Indecomposable solutions of the Yang-Baxter equation of square-free cardinality

TL;DR

This paper classifies indecomposable involutive solutions of the Yang-Baxter equation with square-free cardinality, showing they are multipermutation solutions of level at most n and characterizing their associated brace structures.

Contribution

It proves that such solutions are multipermutation of level ≤ n, solves a key open problem, and extends understanding of the structure of solutions with square-free size.

Findings

Indecomposable solutions are multipermutation solutions of level ≤ n.

Only prime divisors of the solution's permutation group are the primes in the cardinality.

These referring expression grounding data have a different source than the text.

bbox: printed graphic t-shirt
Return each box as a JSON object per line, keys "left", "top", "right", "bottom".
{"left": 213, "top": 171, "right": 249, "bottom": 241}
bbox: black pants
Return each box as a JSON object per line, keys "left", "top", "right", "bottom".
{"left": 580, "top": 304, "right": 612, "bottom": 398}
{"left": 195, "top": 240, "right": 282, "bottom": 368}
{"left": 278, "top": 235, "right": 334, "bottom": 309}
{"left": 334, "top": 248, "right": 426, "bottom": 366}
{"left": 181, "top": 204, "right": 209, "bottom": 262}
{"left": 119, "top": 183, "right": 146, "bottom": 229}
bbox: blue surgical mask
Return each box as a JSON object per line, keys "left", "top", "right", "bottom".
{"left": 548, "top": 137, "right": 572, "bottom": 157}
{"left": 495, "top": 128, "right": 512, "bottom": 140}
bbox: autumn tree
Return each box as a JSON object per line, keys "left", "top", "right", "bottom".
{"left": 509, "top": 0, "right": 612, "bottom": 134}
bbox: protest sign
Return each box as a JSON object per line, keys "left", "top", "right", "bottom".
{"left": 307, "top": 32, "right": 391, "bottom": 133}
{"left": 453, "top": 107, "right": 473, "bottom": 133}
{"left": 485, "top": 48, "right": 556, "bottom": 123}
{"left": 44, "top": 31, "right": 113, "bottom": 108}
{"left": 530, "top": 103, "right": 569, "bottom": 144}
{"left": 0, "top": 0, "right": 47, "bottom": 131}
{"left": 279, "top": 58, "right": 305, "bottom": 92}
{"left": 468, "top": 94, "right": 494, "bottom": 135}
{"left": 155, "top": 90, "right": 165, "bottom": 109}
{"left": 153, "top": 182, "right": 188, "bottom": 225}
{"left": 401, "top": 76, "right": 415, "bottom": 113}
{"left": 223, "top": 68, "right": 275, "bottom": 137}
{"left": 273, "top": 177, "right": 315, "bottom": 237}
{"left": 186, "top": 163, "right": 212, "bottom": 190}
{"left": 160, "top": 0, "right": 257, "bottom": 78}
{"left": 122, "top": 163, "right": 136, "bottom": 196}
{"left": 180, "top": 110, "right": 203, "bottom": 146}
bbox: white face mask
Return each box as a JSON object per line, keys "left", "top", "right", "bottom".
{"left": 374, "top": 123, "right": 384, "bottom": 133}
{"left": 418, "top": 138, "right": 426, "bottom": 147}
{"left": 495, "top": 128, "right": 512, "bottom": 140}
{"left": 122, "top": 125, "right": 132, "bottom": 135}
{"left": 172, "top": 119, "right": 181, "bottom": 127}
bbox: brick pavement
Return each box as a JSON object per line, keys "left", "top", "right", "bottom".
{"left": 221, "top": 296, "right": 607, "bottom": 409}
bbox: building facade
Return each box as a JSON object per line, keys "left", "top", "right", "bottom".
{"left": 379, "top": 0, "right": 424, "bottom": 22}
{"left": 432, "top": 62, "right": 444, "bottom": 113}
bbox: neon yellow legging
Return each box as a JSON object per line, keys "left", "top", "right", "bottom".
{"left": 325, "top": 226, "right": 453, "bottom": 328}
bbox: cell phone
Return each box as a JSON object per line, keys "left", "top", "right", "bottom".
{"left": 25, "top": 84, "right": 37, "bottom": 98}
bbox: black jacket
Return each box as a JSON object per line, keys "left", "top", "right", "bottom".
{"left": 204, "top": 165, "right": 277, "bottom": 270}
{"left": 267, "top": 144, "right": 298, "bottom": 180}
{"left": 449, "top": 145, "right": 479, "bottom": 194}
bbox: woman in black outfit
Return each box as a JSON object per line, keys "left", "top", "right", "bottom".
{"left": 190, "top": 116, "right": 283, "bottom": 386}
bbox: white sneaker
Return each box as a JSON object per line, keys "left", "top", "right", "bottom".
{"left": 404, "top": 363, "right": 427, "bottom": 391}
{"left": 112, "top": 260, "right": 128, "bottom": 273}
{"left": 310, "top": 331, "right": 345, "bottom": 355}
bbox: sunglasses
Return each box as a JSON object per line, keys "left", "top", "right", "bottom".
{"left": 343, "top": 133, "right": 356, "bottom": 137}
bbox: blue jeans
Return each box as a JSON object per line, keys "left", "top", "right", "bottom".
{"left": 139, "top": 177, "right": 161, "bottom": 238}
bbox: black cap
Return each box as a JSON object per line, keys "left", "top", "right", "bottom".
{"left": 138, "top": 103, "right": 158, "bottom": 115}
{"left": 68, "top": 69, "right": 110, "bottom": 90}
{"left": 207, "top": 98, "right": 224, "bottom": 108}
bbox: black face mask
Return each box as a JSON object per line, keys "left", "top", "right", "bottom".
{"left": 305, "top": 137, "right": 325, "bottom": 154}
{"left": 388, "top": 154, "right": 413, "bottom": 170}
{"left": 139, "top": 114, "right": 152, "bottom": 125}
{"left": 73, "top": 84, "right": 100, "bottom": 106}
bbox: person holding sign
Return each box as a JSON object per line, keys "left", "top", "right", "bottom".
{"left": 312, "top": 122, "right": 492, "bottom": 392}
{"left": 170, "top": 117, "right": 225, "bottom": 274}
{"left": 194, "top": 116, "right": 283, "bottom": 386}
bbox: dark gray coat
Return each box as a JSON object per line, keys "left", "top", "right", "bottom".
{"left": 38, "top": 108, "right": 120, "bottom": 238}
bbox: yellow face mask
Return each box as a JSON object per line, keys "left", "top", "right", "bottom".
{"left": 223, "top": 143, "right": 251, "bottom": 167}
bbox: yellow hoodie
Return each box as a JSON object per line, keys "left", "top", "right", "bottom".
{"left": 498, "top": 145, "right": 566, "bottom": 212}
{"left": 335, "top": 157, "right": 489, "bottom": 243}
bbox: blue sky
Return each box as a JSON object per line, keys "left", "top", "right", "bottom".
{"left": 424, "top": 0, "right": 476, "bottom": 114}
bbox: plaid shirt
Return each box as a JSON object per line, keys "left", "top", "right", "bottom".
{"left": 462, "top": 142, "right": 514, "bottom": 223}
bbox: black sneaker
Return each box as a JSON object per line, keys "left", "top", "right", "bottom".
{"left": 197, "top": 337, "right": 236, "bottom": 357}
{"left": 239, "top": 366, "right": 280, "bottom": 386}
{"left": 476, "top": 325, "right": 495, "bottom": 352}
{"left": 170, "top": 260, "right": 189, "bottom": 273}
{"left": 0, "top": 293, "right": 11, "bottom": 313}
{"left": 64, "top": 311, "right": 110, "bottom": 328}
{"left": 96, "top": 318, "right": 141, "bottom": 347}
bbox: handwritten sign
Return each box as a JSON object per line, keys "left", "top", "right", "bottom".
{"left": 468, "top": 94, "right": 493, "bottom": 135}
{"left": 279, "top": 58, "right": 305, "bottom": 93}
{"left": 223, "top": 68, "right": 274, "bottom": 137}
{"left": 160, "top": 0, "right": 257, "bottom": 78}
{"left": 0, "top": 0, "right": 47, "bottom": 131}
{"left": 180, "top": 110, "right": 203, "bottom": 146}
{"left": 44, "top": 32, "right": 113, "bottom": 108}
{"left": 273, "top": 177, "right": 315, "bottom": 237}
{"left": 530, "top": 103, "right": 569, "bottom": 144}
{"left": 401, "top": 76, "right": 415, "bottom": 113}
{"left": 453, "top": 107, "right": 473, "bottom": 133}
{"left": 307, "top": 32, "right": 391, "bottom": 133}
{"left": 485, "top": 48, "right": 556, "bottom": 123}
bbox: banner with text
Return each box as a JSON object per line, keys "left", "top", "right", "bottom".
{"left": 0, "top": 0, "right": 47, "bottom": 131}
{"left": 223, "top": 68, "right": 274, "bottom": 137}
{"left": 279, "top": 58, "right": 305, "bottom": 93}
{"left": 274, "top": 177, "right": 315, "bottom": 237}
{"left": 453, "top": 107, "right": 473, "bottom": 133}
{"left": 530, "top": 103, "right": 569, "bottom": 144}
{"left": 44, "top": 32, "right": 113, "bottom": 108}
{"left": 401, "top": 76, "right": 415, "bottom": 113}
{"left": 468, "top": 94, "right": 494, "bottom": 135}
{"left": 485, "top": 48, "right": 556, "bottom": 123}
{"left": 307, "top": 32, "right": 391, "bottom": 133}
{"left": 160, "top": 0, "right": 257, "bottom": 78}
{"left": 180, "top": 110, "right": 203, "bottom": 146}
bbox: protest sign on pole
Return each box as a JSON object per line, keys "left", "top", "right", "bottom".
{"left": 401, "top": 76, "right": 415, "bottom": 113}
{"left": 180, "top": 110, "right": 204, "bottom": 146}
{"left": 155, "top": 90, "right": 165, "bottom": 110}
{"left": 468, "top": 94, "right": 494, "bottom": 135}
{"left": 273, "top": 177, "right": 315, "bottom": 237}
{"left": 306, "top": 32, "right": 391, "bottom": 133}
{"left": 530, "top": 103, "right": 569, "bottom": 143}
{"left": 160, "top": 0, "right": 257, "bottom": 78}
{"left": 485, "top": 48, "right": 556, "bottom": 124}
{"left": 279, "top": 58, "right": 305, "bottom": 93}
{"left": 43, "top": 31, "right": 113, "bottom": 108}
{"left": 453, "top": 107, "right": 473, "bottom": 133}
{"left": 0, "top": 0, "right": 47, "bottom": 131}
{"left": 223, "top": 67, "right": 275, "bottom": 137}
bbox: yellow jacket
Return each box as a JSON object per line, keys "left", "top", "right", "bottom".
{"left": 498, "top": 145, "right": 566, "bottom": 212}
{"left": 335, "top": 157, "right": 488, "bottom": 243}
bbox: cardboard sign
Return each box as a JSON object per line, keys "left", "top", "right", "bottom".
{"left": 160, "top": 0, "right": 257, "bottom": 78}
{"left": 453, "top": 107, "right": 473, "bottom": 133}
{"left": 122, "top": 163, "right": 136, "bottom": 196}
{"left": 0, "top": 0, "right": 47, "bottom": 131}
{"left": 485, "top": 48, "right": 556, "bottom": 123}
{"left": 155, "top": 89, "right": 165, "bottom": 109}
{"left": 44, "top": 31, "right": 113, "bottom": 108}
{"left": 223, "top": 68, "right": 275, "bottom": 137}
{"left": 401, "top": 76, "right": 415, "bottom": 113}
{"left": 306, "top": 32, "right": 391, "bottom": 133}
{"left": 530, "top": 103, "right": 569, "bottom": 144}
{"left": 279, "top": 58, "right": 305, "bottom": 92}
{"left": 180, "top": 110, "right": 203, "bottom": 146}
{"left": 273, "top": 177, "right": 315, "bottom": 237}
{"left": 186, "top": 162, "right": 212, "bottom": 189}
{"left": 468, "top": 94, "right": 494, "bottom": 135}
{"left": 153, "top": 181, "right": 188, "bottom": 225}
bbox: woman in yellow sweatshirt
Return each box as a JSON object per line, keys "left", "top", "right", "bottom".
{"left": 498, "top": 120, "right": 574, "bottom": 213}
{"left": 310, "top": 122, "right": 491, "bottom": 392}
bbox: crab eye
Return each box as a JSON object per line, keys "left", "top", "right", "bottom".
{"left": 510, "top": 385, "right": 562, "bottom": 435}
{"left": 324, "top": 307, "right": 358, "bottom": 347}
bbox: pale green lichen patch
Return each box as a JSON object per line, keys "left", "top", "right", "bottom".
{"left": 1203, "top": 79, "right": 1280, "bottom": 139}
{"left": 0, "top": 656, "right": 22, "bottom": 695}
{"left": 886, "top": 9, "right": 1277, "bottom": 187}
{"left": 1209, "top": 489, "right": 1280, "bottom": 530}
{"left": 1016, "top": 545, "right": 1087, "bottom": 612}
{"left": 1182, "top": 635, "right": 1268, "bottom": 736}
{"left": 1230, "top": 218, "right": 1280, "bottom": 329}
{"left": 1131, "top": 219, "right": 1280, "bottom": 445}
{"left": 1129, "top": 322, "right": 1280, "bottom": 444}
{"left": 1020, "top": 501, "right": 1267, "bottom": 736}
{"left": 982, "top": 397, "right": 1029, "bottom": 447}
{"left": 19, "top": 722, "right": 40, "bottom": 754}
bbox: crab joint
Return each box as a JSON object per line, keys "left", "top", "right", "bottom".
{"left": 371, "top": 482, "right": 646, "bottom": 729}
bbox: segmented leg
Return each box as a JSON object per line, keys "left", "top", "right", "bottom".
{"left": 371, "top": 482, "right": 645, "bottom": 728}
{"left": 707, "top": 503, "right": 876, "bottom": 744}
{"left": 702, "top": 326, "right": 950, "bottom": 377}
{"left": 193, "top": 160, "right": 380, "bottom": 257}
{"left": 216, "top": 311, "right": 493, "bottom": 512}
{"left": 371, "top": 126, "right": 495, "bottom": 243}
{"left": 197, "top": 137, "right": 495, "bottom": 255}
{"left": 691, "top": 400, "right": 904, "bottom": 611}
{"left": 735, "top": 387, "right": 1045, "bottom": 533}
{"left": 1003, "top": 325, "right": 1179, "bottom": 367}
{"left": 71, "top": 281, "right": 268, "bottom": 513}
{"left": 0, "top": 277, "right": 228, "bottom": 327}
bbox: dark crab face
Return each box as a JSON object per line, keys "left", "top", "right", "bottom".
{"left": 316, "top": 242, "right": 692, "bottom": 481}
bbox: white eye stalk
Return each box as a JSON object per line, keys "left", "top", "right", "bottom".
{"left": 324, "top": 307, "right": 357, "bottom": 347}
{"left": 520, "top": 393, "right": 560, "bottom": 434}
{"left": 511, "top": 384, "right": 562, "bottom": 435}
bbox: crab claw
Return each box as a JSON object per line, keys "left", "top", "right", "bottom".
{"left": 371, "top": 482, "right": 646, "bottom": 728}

Constructs solutions of any multipermutation level n for square-free cardinalities.

Abstract

Indecomposable involutive non-degenerate set-theoretic solutions $(X,r)$ of the Yang-Baxter equation of cardinality $p_1\cdots p_n$, for different prime numbers $p_1,\ldots, p_n$, are studied. It is proved that they are multipermutation solutions of level $\leq n$. In particular, there is no simple solution of a non-prime square-free cardinality. This solves a problem stated in [F. Ced\'o, J. Okni\'nski, Constructing finite simple solutions of the Yang-Baxter equation, Adv. Math. 391 (2021), 107968] and provides a far reaching extension of several earlier results on indecomposability of solutions. The proofs are based on a detailed study of the brace structure on the permutation group $\mathcal G(X,r)$ associated to such a solution. It is proved that $p_1,\ldots, p_n$ are the only primes dividing the order of $\mathcal{G}(X,r)$. Moreover, the Sylow $p_i$-subgroups of $\mathcal{G}(X,r)$ are elementary abelian $p_i$-groups and if $P_i$ denotes the Sylow $p_i$-subgroup of the additive group of the left brace $\mathcal{G}(X,r)$, then there exists a permutation $\sigma\in S_n$ such that $P_{\sigma(1)}, \, P_{\sigma(1)}P_{\sigma(2)}, \dots , P_{\sigma(1)}P_{\sigma(2)}\cdots P_{\sigma(n)}$ are ideals of the left brace $\mathcal{G}(X,r)$ and $\mathcal{G}(X,r)=P_1P_2\cdots P_n$. In addition, indecomposable solutions of cardinality $p_1\cdots p_n$ that are multipermutation of level $n$ are constructed, for every nonnegative integer $n$.